Narrative of Undeath – Stepped On a d4

Author’s emphases.

Alas, that blog is gone, and the Internet Archive does not have a copy of this blogpost. I have copied the entire text here for posterity.

Narrate Combat

July 12, 2024

Make very wounded creatures run away in fear for their life. Most do not feel like they need to fight to their death. Have enemies get killed by traps mid combat and make the players freak out that there are others in the area that they don’t know about. Raise the tension!!!

NARRATE. NARRATE. NARRATE. Combat is SOO BORING when it consists of: Attack. Roll to hit. Damage. Move on. NARRATE WHAT THE CHARACTERS ARE DOING. DESCRIBE YOUR ACTIONS. Make silly sound effects, crank it to 11. It’s more memorable, dynamic, and fun every single time.
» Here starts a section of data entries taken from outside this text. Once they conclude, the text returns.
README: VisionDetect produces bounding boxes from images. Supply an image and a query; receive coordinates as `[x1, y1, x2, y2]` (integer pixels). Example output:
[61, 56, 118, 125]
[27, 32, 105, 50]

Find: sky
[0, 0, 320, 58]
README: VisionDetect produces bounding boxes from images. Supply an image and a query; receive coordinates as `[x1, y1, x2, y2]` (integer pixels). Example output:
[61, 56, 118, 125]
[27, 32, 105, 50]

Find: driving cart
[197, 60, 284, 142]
Attackers only actually “miss” if they roll a 1. Instead attacks that don’t beat AC are dodged, blocked, ricocheted, bounce of armor, literally anything but the word “miss.” Players know their attack mattered at least narratively and they don’t look like fools for trying.
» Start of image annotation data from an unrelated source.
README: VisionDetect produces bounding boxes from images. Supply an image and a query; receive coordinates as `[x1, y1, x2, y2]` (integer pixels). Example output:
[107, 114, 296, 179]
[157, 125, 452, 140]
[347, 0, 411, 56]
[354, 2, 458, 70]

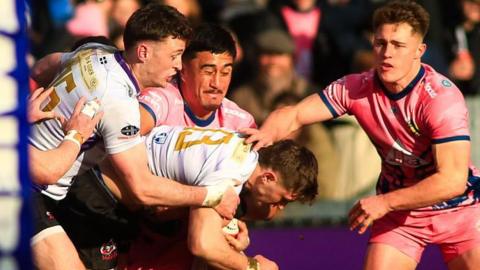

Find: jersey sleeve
[318, 77, 350, 118]
[423, 88, 470, 144]
[98, 97, 142, 154]
[138, 88, 168, 126]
The objective of combat should almost never be to just defeat the opposition. Maybe you’re trying to rescue a hostage, maybe you’re trying to get away with a piece of treasure, maybe you’re trying to buy time for an evacuation. A fight for the sake of a fight is boring.

@MagicMissilePod – Twitter

Less Killing

July 11, 2024

The body count in D&D really bums me out, especially when it comes to my players (my kids).

The kill count of an adventurer who makes it to level 20 is only one seen by a small number of machine gun operators in modern times. Soldiers who kill in war have high incidence of PTSD and other mental illness. I have a hard time getting away from that idea that this “Robocop 2”-level bodycount really makes the game bleak and sad.

What if…

  • most enemies stopped attacking after half damage, and tried to reach safety instead
  • when you take half your hit points worth of damage you get a level of exhaustion
  • when you come back from zero hit points you have a level of exhaustion
  • most opponents swoon or cower after 3/4 damage
  • if you have killed a person, on a long rest you had to make a flat d20 roll and beat 10+ the number of people you killed or your rest doesn’t clear any exhaustion

Does that just ruin D&D or could it still be fun?

Enworld Forums

Hireling Loyalty Is a Fun Mini-game

July 9, 2024

One of the interesting effects of enforcing encumbrance is that you realize how useful porters and linkboys can be. Hireling loyalty is a fun mini-game in and of itself.

Dragonfoot Forums

A Substitute For Lackluster Stakes

July 9, 2024

…An increased importance of leveling up comes from the campaign itself being unrewarding. When gaining levels and ability becomes the center of playing the game, it’s a substitute for lackluster events and stakes.

Enworld Forums

Low-level Versus High-level Roleplay

July 8, 2024

Low level D&D play is about struggling against the [ever-present] specter of Death in a dark, lonely dungeon filled with monsters.

High level D&D play is about the monsters trying to survive the PCs.

High level play should be about your PCs having fun and going nuts with their power. Too many DMs and system designers don’t get it and don’t like it, and try to find ways to bring PCs back down to the relative power of beginner characters. Players, on the other hand, have an instinctive desire to make their characters ever more wildly powerful.

Low level vs High level chars – Farooq’s Gaming Blog

Thank the gods for the Internet Archive Wayback Machine, else I could not have linked to the source blogpost.